The corporate sector should be uneasy, given that professional equipment sales declined by 1.0% as inventory slipped just 0.3%. Perhaps there's more for Apple (NASDAQ:AAPL) and Dell (NASDAQ:DELL) shareholders to worry about, given that computer equipment sales fell 0.9%, and relative inventory also declined by 1.0%.
This data does not measure manufacturing, which I have been pointing to as a key concern of late. However, both hardware and machinery segments noted significant declines in sales even as inventory increased sharply. This is an area of concern, because it measures durable goods with long lead times from order to delivery, and if inventory is building without sales, it could reflect an abrupt drop in the demand for goods at the end market. Hardware sales fell 1.6% as inventory rose 2.1%, and machinery sales fell 1.5% as machinery inventory rose 1.2%. Metals sales also fell sharply in March, dropping 2.5%, as inventory edged up 0.3%. I believe this is a sign that recent issues at companies like Caterpillar (NYSE:CAT) probably extend more broadly to many other firms.

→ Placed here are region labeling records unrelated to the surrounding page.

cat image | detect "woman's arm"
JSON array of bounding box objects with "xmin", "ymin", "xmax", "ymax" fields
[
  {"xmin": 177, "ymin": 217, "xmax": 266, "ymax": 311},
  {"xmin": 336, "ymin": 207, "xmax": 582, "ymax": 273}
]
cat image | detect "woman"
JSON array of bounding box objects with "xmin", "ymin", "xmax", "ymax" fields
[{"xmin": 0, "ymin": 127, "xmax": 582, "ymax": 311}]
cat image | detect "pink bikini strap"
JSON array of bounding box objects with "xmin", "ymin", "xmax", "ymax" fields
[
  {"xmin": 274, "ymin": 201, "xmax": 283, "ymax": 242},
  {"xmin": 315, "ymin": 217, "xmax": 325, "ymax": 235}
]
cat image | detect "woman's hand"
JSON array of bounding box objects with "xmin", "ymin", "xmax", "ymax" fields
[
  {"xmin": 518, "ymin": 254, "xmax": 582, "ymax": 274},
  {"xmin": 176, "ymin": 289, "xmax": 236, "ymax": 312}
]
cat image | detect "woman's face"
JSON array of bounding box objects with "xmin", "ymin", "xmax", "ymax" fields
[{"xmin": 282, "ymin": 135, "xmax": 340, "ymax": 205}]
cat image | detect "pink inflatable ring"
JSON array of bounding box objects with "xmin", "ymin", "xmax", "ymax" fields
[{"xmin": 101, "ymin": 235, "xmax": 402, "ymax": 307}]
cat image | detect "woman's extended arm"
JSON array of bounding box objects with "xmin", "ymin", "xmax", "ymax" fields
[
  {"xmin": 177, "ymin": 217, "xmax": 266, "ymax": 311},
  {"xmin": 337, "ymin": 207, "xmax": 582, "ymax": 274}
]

Considering that inventory continued to grow as sales fell, the inventory-to-sales ratio rose in unhealthy fashion to 1.21, from 1.19 in February. What was especially concerning to me, though, was that nondurable goods sales fell 2.5%, as inventory rose 0.1%. There was weakness in petroleum that could have been effective price affected, but there was also softness in paper and apparel, which might reflect important softness in consumer demand further down the channel.
Investors were not oblivious to the news, as the SPDR S&P 500 (NYSEARCA:SPY) fell 0.4% and the SPDR Dow Jones Industrial Average (NYSEARCA:DIA) declined 0.2%, but those moves were off of recent strength post the jobs report of last Friday; stocks were due for a break in my view. Remembering that employment remains a lagging indicator, and that a good deal of undocumented unemployment continues to plague our economy, we should be skeptical of recent euphoria and wary because economic issues are apparent.
Disclosure: I have no positions in any stocks mentioned, and no plans to initiate any positions within the next 72 hours. I wrote this article myself, and it expresses my own opinions. I am not receiving compensation for it. I have no business relationship with any company whose stock is mentioned in this article.